Shi Ping was turning 27. He knew that every day 1,400 kids five years old and younger died from water-related diseases. He promised himself he would help change that. So, instead of collecting presents for his birthday, he collected donations and pledged them to clean water. To encourage donations he said, “Clean, safe drinking water plays a crucial part in our lives, but millions don't have access to it.
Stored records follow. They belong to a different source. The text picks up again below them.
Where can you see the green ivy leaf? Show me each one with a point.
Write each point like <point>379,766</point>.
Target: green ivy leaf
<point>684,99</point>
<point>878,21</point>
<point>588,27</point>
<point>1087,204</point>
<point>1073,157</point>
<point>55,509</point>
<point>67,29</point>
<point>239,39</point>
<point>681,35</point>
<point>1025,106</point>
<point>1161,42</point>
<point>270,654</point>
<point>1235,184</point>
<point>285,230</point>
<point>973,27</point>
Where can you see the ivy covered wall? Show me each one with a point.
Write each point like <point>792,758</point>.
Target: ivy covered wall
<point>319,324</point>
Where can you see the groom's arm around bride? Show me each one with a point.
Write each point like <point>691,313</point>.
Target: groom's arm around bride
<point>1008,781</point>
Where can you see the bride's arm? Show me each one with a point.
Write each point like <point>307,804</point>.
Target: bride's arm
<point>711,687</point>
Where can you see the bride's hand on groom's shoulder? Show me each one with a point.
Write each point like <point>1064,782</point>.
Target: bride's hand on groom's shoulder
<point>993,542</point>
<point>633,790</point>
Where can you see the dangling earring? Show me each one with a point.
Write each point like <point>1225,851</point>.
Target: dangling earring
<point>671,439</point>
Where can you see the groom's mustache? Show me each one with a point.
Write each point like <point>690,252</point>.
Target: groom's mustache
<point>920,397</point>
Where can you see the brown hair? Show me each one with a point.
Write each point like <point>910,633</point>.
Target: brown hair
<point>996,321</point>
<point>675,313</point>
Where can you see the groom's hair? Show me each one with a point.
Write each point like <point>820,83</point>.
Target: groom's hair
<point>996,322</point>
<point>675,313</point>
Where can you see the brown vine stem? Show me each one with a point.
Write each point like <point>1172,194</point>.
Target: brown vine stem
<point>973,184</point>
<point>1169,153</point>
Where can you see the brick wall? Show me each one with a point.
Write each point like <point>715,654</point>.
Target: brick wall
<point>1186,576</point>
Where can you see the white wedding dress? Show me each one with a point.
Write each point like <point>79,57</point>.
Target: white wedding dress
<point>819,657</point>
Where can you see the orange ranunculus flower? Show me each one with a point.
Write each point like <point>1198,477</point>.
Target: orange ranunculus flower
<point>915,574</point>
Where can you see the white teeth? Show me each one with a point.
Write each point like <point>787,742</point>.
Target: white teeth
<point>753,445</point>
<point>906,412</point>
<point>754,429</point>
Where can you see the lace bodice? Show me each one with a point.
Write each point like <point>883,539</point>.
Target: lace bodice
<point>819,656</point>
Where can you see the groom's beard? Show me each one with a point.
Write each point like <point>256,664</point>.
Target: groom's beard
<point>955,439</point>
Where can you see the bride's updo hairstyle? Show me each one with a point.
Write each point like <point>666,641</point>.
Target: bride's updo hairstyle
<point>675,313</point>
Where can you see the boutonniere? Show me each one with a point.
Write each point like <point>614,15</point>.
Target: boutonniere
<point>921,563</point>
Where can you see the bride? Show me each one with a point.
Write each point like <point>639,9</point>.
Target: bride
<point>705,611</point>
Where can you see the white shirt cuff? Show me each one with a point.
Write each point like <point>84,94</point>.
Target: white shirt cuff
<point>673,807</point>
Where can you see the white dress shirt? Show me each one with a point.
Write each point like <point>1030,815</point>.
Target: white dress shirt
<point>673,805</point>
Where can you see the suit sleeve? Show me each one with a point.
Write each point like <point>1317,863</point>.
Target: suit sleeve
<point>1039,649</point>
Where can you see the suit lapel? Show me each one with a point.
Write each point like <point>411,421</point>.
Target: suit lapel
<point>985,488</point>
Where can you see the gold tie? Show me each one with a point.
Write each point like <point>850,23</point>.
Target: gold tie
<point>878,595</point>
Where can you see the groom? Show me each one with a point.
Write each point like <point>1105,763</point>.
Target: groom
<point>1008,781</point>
All your donations will directly fund clean water projects in developing countries.” Then he went further by saying, “If I achieve my campaign target of $1,500, I will do a 5-kilometer run in my Minion onesie to show my appreciation.” Shi Ping looked pretty silly in his Minion onesie, but this Australian kept his promise. And he helped bring clean water to a community in Malawi, Africa. ▶
▲ Not everyone can play the violin or design a tote bag or do a 5-kilometer run. But everyone does have a birthday. And everyone can give up a birthday for clean water. Giving up a birthday means asking friends and family to donate whatever money they might have spent on a birthday present to an organization that brings clean water to people who need it. The picture above shows people who have done just that. They’re kindergarteners and middle school children. They’re high school students and college students. All are Tiny Heroes. Together, they are responsible for thousands of dollars that help charity: water bring clean water to people around the world.